Esta es una historia triste, de olvidos, posibles rencores, mediocridades y envidias. Se ubica en un bello pueblecito de la serranía de mi tierra. Allí, hace años, vivía una familia integrada por una anciana y sus tres hijos. De ellos, dos se dedicaron al sacerdocio y solo uno, el mediano, tuvo descendencia: una hija. Primero falleció la anciana, haciendo de ello medio siglo. Poco después siguió sus pasos el padre de su única nieta, esto es su segundo hijo. Hay que hacer notar que el benjamín de los vástagos, presbítero como se ha indicado, de carácter emprendedor y dotado de especial inteligencia, había decidido desarrollar su vida fuera de ese entorno para hacer realidad sus anhelos personales. Sin embargo, a sus poco más de sesenta años, una cruel enfermedad lo llevó a la tumba habiendo vivido rodeado de otros familiares, no de primer grado, de los que siempre recibió amor y lealtad. Solo quedaba ya el mayor de los hijos quien, siendo anciano, fue desterrado por su único familiar directo y heredera, su sobrina, a un asilo en el que pocas o ninguna vez lo visitó. Años después le llegaría la muerte y sus huesos serían depositados en un frío nicho de un cementerio, alejado de su tierra y gentes, sin que aun hoy, décadas después de su fallecimiento, en él figure una triste lápida que permita saber de quien es el cadáver que allí reposa. Hace semanas visité el pueblecito en el que se inicia la historia.

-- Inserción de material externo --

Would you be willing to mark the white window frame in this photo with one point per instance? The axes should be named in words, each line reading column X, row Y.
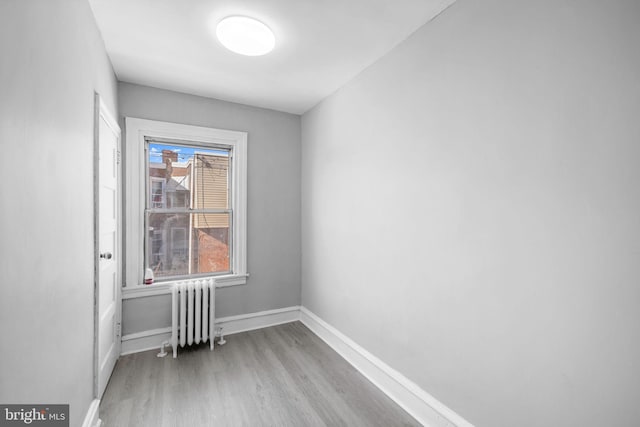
column 137, row 131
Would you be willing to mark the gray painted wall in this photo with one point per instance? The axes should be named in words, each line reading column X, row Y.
column 53, row 59
column 470, row 211
column 273, row 224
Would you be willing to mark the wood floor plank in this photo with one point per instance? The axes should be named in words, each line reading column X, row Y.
column 278, row 376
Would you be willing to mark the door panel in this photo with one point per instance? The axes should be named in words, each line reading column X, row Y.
column 108, row 303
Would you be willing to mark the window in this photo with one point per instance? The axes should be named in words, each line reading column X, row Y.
column 195, row 180
column 186, row 215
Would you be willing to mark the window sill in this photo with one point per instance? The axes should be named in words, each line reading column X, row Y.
column 164, row 288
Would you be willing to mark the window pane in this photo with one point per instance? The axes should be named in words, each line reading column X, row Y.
column 183, row 176
column 171, row 253
column 211, row 243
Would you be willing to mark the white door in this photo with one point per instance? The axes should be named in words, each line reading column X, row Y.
column 108, row 259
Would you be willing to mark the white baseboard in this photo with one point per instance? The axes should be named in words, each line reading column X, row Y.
column 417, row 402
column 259, row 320
column 144, row 341
column 153, row 339
column 421, row 405
column 91, row 419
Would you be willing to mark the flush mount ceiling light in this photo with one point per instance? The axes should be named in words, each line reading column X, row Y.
column 245, row 36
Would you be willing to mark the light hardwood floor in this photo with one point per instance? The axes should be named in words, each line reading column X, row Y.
column 278, row 376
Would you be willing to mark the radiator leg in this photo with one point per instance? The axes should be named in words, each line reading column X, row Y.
column 162, row 352
column 221, row 341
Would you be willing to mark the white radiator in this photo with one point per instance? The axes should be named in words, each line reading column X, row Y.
column 193, row 313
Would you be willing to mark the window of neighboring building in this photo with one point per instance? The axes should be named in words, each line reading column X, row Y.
column 193, row 219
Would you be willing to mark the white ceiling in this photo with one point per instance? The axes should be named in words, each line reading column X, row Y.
column 320, row 45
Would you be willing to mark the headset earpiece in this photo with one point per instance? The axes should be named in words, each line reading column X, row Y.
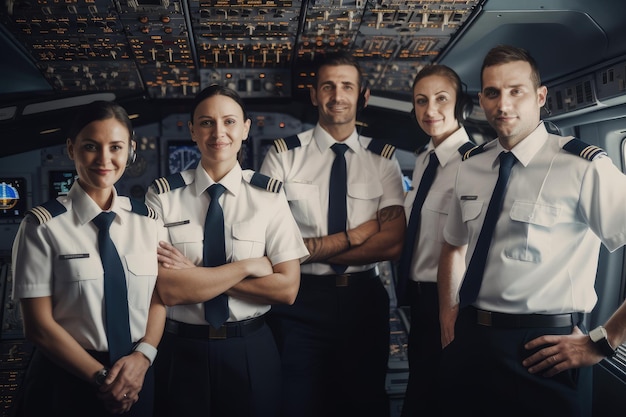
column 464, row 104
column 132, row 153
column 360, row 104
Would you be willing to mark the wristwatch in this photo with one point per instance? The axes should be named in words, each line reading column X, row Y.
column 599, row 338
column 100, row 376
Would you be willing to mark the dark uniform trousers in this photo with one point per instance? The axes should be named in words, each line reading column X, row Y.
column 49, row 390
column 482, row 374
column 424, row 350
column 240, row 374
column 334, row 345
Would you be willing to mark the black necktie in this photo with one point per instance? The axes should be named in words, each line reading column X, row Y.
column 214, row 254
column 474, row 274
column 404, row 268
column 115, row 291
column 337, row 208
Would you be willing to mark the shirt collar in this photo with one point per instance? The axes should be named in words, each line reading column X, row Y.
column 324, row 140
column 231, row 181
column 449, row 147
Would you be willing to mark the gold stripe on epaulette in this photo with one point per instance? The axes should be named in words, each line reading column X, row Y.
column 273, row 185
column 41, row 214
column 468, row 153
column 588, row 152
column 151, row 213
column 281, row 145
column 388, row 151
column 162, row 185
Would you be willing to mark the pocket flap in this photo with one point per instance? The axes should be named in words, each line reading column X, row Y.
column 142, row 264
column 438, row 202
column 300, row 191
column 365, row 191
column 533, row 213
column 247, row 231
column 471, row 209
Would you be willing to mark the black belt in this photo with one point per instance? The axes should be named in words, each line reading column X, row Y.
column 493, row 319
column 341, row 280
column 205, row 331
column 423, row 287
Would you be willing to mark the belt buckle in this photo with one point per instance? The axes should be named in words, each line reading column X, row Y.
column 341, row 280
column 219, row 333
column 483, row 317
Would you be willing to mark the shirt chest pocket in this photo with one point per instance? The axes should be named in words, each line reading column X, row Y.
column 304, row 202
column 471, row 209
column 188, row 239
column 434, row 214
column 363, row 201
column 534, row 223
column 141, row 278
column 75, row 268
column 248, row 240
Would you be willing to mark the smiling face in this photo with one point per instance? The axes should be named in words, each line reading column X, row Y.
column 434, row 100
column 511, row 101
column 100, row 152
column 336, row 96
column 219, row 128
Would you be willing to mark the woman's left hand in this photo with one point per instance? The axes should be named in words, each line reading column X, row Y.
column 123, row 383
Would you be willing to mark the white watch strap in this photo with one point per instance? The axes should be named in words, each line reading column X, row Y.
column 147, row 350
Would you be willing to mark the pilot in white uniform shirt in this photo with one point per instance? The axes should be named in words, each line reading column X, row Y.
column 434, row 212
column 60, row 258
column 257, row 223
column 543, row 254
column 374, row 182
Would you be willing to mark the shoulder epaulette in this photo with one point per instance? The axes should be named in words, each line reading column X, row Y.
column 291, row 142
column 169, row 183
column 47, row 211
column 466, row 147
column 474, row 151
column 267, row 183
column 584, row 150
column 383, row 149
column 141, row 208
column 421, row 150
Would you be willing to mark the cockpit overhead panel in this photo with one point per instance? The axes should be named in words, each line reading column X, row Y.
column 262, row 48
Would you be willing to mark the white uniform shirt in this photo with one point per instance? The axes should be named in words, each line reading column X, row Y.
column 60, row 258
column 374, row 182
column 426, row 252
column 256, row 223
column 557, row 208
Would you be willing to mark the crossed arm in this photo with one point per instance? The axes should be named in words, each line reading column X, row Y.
column 254, row 279
column 376, row 240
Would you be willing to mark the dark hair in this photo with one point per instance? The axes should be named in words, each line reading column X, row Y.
column 463, row 103
column 336, row 59
column 96, row 111
column 503, row 54
column 217, row 90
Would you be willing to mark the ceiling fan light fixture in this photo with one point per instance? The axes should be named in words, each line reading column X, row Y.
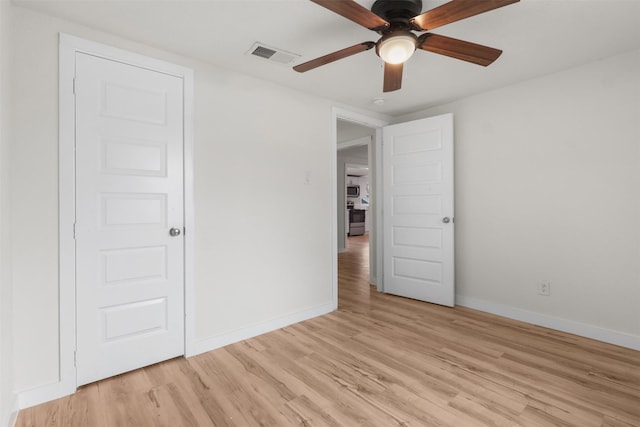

Llevado por la atracción que ejercen en mí los cementerios, me adentré en el suyo para, tristemente, descubrir que la única superviviente de la familia, la sobrina, al morir su madre decidió rehabilitar la tumba familiar grabando solamente el nombre de sus fallecidos padres y olvidando el de su abuela, siendo su única nieta, cuya antigua lápida reposa, abandonada y rota, entre la maleza. Miserable.